Table of Contents, Appendix VIII, Appendix X

Appendix IX - Autopsy Report and Supplemental Report

Clinical Record - Autopsy Protocol

Date 11/22/63 1300 (CST)
Prosecuter: CDR J. J. Humes, MC, USA
Assistant: CDR "J" Thornton Boswell, MC, USN, LCOL, Pierre A. Finck, MC, USA (04 043 322)
Full Autopsy
Ht. - 72 1/2 inches
Wt. - 170 pounds
Eyes - blue
Hair - Reddish brown
Pathological diagnosis: Cause of Death: Gunshot wound, head.
Signature: J. J. Eumes, CDS, MC, USN
Military organization: President, United States
Age: 46
Sex: Male
Race: Caucasion
Autopsy No. A63-272
Patient's Identification: Kennedy, John F., Naval Medical School

Clinical Summary

According to available information the deceased, President John F. Kennedy, was riding in an open car in a motorcade during an official visit to Dallas, Texas on 22 November 1963. The President was sitting in the right rear seat with Mrs. Kennedy seated on the same seat to his left. Sitting directly in front of the President was Governor John B. Connally of Texas and directly in front of Mrs. Kennedy sat Mrs. Connally. The vehicle was moving at a slow rate of speed down an incline into an underpass that leads to a freeway route to the Dallas Trade Mart where the President was to deliver an address.

Three shots were heard and the President fell forward bleeding from the head. (Governor Connally was seriously wounded by the same gunfire.) According to newspaper reports ("Washington Post" November 23, 1963) Bob Jackson, a Dallas "Times Herald" Photographer, said he looked around as he heard the shots and saw a rifle barrel disappearing into a window on an upper floor of the nearby Texas School Book Depository Building.
Shortly following the wounding of the two men the car was driven to Parkland Hospital in Dallas. In the emergency room of that hospital the President was attended by Dr. Malcolm Perry. Telephone communication with Dr. Perry on November 23, 1963 develops the following information relative to the observations made by Dr. Perry and procedures performed there prior to death.
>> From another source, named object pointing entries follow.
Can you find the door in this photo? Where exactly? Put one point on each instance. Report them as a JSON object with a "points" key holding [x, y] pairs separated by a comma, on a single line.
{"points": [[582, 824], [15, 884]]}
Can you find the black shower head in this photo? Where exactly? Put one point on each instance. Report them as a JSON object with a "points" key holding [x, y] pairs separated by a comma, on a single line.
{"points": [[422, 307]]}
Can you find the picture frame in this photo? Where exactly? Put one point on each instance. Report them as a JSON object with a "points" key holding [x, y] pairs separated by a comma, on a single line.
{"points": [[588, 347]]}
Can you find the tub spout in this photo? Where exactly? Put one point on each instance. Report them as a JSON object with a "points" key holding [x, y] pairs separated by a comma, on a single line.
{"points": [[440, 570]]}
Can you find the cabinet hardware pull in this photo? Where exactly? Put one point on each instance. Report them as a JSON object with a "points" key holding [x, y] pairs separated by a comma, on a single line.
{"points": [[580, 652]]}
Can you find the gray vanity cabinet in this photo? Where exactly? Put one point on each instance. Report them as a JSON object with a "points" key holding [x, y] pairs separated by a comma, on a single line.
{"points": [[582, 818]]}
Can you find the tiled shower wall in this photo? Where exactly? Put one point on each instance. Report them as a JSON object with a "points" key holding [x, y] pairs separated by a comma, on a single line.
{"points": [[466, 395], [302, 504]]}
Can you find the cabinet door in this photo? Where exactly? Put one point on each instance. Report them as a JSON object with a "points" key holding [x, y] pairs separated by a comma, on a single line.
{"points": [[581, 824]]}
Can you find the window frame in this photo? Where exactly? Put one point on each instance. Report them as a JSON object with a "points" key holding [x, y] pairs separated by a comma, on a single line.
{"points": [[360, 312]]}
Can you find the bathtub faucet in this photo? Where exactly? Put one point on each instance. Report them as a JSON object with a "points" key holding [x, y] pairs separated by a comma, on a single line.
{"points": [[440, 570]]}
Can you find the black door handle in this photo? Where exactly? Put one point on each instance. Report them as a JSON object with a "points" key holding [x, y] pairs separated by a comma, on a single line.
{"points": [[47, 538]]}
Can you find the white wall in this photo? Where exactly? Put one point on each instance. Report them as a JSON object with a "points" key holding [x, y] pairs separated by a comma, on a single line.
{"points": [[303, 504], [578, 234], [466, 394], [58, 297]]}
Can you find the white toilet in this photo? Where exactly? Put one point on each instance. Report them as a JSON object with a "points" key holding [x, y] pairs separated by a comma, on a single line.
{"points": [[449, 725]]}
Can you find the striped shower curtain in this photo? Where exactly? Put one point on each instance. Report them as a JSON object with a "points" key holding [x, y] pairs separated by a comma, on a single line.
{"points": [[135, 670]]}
Dr. Perry noted the massive wound of the head and a second much smaller wound of the low anterior neck in approximately the midline. A tracheostomy was performed by extending the latter wound. At this point bloody air was noted bubbling from the wound and an injury to the right lateral wall of the trachea was observed. Incisions were made in the upper anterior chest wall bilaterally to combat possible subcutaneous emphysema. Intravenous infusions of blood and saline were begun and oxygen was administered. Despite these measures cardiac arrest occurred and closed chest cardiac massage failed to re-establish cardiac action. The President was pronounced dead approximately thirty to forty minutes after receiving his wounds.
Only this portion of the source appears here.